Hi Ladies...I've posted before but I never really introduced myself.....I'm 28 and my FI is 34 we were together about 2 years before we got engaged. Side note: FI is the oldest child of 3 and both of his younger siblings are married and each have a kid. Also he has a large family( his dd has 6 siblings that are married with kids/grandkid) that live in the city....so this means he sees them a lot.
FYI- I am blessed to have a Mother and Father to help with my wedding. FI and I are doing the rest.
His mother has mentioned for years that when we got engaged she would love to help me with the wedding, Monetarily and planning wise...I have yet to see any help. Since the beginning she has tried to give me "people that she knows" such as caterers...that I had to go through her to get to, photographers that didn't do extra's (e-pic or video) and a florist I never met. I took this as a sign and put her on a need to know basis. Basically with all her good intentions she hasn't helped at all. But she decided that she would take my E-Pic to get framed for the reception bc they "knew someone". I told her what I liked she sent me pictures and I picked one and she still wants me to come down in person to see. I'm thinking.....if I wanted to do all the leg work and still drive 45 min from my house...I would have done it myself. Then I find out that we accomplished nothing by her taking it bc we're payong for the frame....so why did she ask to take it? How can I say patience is running thin.
Then his Godmother...another "good intention" offered to plan my bridal shower (for the past 2 yrs!!).....but she wanted me to tell her everything I wanted so I said food, cake and drinks. I told her I was not in to Bridal showers but if she planned it I would apprecite it and enjoy myself. I guess that was too much bc my bridal shower got turned into a meet and greet for my parent's and his WHOLE family. So she made a comment that I didn't want one, so I decided it wasn't worth it and left the idea alone completely. But then I get a letter in the mail for a Baby shower that she's throwing her neice on the 12th. I know I'm not blood....but dang!! I guess I'm a little sensitive about that. Anyway........

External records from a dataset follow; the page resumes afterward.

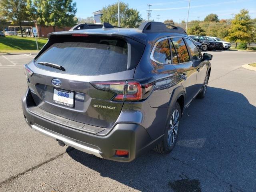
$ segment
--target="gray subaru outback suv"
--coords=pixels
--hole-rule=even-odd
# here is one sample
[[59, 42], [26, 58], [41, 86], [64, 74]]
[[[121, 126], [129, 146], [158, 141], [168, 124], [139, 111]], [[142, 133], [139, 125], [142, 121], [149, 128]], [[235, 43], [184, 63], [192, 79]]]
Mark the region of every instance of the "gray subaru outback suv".
[[172, 150], [182, 114], [204, 97], [211, 71], [212, 56], [184, 30], [84, 24], [48, 37], [24, 66], [22, 106], [32, 129], [115, 161]]

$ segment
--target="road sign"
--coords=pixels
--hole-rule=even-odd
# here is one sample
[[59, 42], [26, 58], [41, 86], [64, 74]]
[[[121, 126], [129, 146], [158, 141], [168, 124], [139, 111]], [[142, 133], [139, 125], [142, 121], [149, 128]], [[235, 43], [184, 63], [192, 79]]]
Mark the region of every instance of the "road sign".
[[32, 27], [32, 31], [33, 31], [33, 34], [34, 36], [38, 36], [38, 35], [37, 33], [37, 30], [36, 30], [36, 28]]
[[37, 30], [36, 30], [36, 27], [32, 28], [32, 31], [33, 32], [33, 34], [34, 37], [36, 37], [36, 48], [37, 48], [37, 50], [38, 50], [38, 45], [37, 43], [37, 39], [36, 38], [36, 36], [38, 36], [38, 34], [37, 33]]

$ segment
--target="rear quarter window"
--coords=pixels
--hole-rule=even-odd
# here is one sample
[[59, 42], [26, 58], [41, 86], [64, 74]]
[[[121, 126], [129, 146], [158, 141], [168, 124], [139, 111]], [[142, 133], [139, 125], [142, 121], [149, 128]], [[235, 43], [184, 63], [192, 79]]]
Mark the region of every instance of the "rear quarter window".
[[[46, 70], [78, 75], [99, 75], [127, 70], [128, 46], [124, 40], [95, 37], [82, 39], [54, 43], [36, 60], [36, 64]], [[66, 70], [37, 64], [38, 62], [61, 65]]]

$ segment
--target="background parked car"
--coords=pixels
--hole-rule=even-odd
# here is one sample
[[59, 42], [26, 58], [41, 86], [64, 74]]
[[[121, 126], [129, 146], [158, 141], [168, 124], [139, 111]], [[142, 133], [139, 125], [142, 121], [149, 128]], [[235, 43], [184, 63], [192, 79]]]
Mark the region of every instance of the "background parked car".
[[202, 50], [202, 44], [198, 41], [195, 41], [194, 39], [193, 40], [194, 40], [194, 42], [195, 43], [195, 44], [196, 45], [196, 46], [197, 46], [197, 47], [198, 48], [199, 50]]
[[223, 44], [223, 50], [227, 50], [229, 49], [231, 46], [231, 43], [230, 42], [227, 42], [226, 41], [223, 41], [218, 37], [207, 37], [210, 38], [214, 42], [217, 41], [218, 42], [221, 42]]
[[214, 44], [213, 41], [207, 40], [204, 36], [190, 35], [189, 36], [193, 40], [201, 43], [201, 49], [203, 51], [212, 50], [214, 48]]
[[16, 31], [6, 31], [4, 34], [6, 36], [9, 35], [18, 35], [18, 33]]
[[212, 38], [209, 37], [204, 36], [208, 41], [212, 41], [214, 44], [214, 49], [215, 50], [222, 50], [223, 49], [223, 44], [221, 42], [214, 41]]

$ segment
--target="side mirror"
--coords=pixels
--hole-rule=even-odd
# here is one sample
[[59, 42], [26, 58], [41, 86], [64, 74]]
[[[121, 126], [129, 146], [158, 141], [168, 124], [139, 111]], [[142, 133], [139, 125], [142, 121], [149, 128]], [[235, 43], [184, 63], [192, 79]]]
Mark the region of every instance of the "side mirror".
[[203, 55], [203, 61], [210, 61], [212, 60], [212, 55], [209, 54], [208, 53], [204, 53]]

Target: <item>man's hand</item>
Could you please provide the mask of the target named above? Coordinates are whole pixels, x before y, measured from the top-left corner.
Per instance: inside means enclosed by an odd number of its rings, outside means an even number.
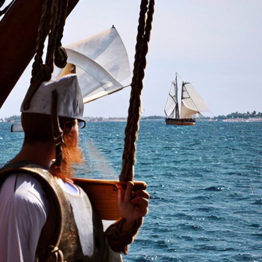
[[[134,183],[129,181],[125,191],[118,190],[118,208],[122,217],[126,220],[122,230],[131,229],[138,219],[148,212],[149,194],[145,190],[133,190]]]

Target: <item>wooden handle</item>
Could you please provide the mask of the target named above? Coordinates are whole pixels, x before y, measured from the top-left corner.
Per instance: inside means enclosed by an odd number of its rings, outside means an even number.
[[[118,189],[125,190],[127,182],[113,180],[99,180],[78,178],[72,179],[74,183],[85,192],[100,217],[104,220],[117,220],[120,216],[118,206]],[[134,190],[145,190],[146,184],[132,181]]]

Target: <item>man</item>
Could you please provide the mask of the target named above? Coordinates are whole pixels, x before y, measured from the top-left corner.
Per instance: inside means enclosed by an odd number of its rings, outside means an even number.
[[[33,95],[32,95],[33,94]],[[147,212],[149,195],[128,182],[121,219],[105,232],[70,179],[84,105],[76,75],[42,83],[21,107],[24,142],[0,170],[0,261],[121,261]],[[55,161],[50,164],[55,158]]]

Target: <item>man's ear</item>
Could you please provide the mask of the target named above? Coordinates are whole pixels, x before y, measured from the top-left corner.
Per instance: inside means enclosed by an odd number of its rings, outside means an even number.
[[[65,133],[69,133],[74,123],[72,121],[66,122],[63,126],[63,131]]]

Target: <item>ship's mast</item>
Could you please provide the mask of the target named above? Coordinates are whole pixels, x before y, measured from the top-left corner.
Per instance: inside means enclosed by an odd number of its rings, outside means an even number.
[[[177,99],[177,104],[176,105],[176,119],[179,119],[180,118],[180,114],[179,114],[179,106],[178,103],[178,73],[176,73],[176,99]]]

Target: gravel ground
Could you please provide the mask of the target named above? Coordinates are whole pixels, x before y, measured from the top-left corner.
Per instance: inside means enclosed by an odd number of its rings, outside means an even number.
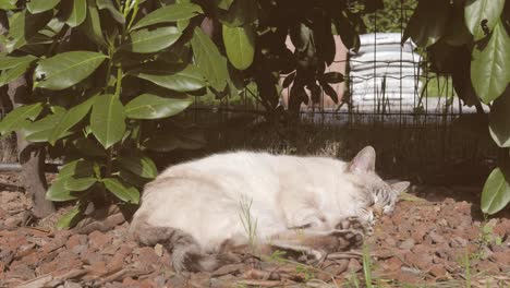
[[[17,176],[3,173],[0,287],[363,287],[367,278],[376,287],[510,287],[508,209],[484,220],[476,196],[454,196],[476,190],[415,187],[379,219],[363,251],[316,266],[243,253],[214,273],[175,274],[161,245],[131,239],[118,209],[109,211],[107,225],[54,231],[66,208],[35,221]]]

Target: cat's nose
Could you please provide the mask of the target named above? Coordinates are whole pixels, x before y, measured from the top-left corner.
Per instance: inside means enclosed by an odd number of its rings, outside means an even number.
[[[384,206],[380,203],[376,203],[372,206],[372,211],[377,217],[380,217],[382,216],[382,213],[384,213]]]

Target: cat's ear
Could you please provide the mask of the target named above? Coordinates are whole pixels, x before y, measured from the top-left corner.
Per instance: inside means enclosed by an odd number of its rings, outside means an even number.
[[[410,185],[411,185],[411,182],[409,181],[401,181],[401,182],[390,184],[391,190],[397,195],[400,195],[402,192],[408,190]]]
[[[375,170],[375,149],[372,146],[366,146],[357,153],[357,155],[349,164],[351,172],[369,172]]]

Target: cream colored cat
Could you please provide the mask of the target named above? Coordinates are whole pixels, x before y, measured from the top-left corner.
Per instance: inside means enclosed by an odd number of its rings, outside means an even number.
[[[131,231],[162,243],[177,271],[212,271],[248,243],[314,259],[359,247],[373,208],[393,209],[409,182],[387,184],[375,151],[352,161],[234,152],[172,166],[145,187]]]

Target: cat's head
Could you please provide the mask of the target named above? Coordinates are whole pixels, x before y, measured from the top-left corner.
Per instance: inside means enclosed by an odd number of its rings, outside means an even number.
[[[389,214],[393,211],[398,196],[404,192],[410,182],[388,183],[375,171],[376,153],[374,147],[366,146],[349,163],[348,171],[356,179],[357,184],[372,196],[368,205],[374,211]]]

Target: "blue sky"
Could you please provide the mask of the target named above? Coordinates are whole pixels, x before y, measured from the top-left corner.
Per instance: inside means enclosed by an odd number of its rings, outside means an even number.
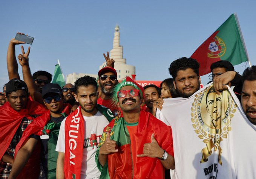
[[[171,62],[190,56],[233,13],[251,63],[256,65],[256,4],[252,0],[4,1],[0,7],[0,86],[8,80],[6,52],[17,32],[35,38],[29,55],[32,73],[44,70],[53,74],[59,59],[65,76],[97,74],[105,60],[103,53],[113,48],[117,23],[124,58],[136,67],[136,79],[162,80],[170,77]],[[26,50],[28,46],[24,46]],[[244,63],[235,69],[241,73],[248,66]],[[207,76],[201,77],[204,85]]]

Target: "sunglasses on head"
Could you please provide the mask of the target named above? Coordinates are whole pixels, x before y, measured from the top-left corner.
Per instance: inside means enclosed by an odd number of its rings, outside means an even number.
[[[210,74],[208,76],[209,77],[209,79],[210,79],[210,80],[213,80],[213,79],[214,78],[214,77],[216,76],[216,77],[217,77],[218,76],[219,76],[221,74],[222,74],[222,73],[212,73],[212,74]]]
[[[62,89],[63,92],[66,92],[68,91],[70,91],[71,92],[75,92],[75,88],[63,88]]]
[[[100,76],[100,79],[104,81],[106,80],[107,77],[109,77],[109,79],[112,81],[115,81],[117,79],[117,77],[115,75],[106,75],[106,74],[103,74]]]
[[[41,84],[43,82],[44,83],[44,85],[48,84],[50,82],[49,82],[49,81],[48,80],[41,80],[41,79],[35,79],[34,81],[36,81],[37,83],[38,84]]]
[[[54,101],[58,102],[61,100],[61,96],[60,95],[56,95],[54,96],[49,96],[46,97],[44,99],[44,102],[48,104],[50,104],[52,102],[52,99],[54,100]]]
[[[122,98],[126,96],[127,93],[129,93],[129,94],[132,96],[137,96],[139,95],[139,90],[136,89],[133,89],[129,90],[120,91],[117,92],[117,96],[119,98]]]

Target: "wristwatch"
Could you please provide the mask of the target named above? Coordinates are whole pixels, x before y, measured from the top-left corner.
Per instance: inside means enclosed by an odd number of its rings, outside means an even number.
[[[164,155],[162,155],[162,156],[161,158],[158,158],[160,160],[166,160],[167,159],[167,158],[168,156],[168,154],[166,151],[164,150]]]

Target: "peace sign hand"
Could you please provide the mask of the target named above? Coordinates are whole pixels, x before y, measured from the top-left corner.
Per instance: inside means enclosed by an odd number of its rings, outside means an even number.
[[[115,61],[113,59],[113,58],[110,59],[109,58],[109,52],[107,52],[107,56],[106,56],[105,53],[103,54],[105,59],[106,60],[107,62],[107,67],[110,67],[113,68],[115,67]]]
[[[30,47],[28,47],[27,53],[25,53],[24,48],[23,46],[21,46],[21,53],[22,55],[20,53],[18,56],[18,59],[19,60],[19,63],[21,66],[28,65],[28,56],[30,52]]]

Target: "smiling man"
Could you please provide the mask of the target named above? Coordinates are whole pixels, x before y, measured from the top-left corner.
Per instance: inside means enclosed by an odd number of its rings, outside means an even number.
[[[256,66],[246,68],[242,77],[242,106],[249,120],[256,125]]]
[[[80,106],[61,123],[56,148],[57,178],[97,178],[100,175],[95,156],[103,129],[113,116],[97,105],[97,88],[95,78],[88,76],[75,82],[75,97]]]
[[[7,179],[9,176],[13,164],[15,148],[23,132],[35,117],[46,111],[42,105],[29,100],[29,96],[28,87],[21,80],[14,79],[6,85],[6,97],[8,101],[0,108],[1,178]],[[20,177],[26,176],[26,178],[30,178],[27,177],[38,176],[39,149],[35,150],[27,168]]]
[[[194,59],[182,57],[173,62],[169,68],[173,84],[181,97],[190,97],[200,89],[199,63]]]
[[[114,87],[118,83],[117,79],[117,71],[114,68],[106,67],[101,69],[98,73],[99,79],[98,83],[101,92],[97,103],[104,106],[112,111],[118,110],[118,107],[113,104],[111,97],[113,94]]]
[[[103,130],[96,157],[100,178],[164,178],[174,168],[170,127],[141,110],[143,88],[129,77],[115,88],[121,109]]]
[[[35,119],[24,131],[16,149],[17,155],[9,179],[15,178],[19,173],[38,140],[42,144],[38,178],[56,177],[58,152],[55,148],[59,130],[61,123],[69,114],[71,106],[69,104],[63,104],[61,88],[57,84],[46,85],[42,92],[44,105],[49,110]]]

My MOH is going to throw me one....so no family shower on either side. I'm ok with this I'm just not ok with people saying one thing and doing another and my frustration seems to be seeping over into my genral mood which I think FI is picking up on. We've been kinda short with each other lately and he knows that I feel a little different toward his family than I did before. I guess I just hoped my experience would be different than most with the in-laws. So much for wishful thinking....blood is thicker than water!!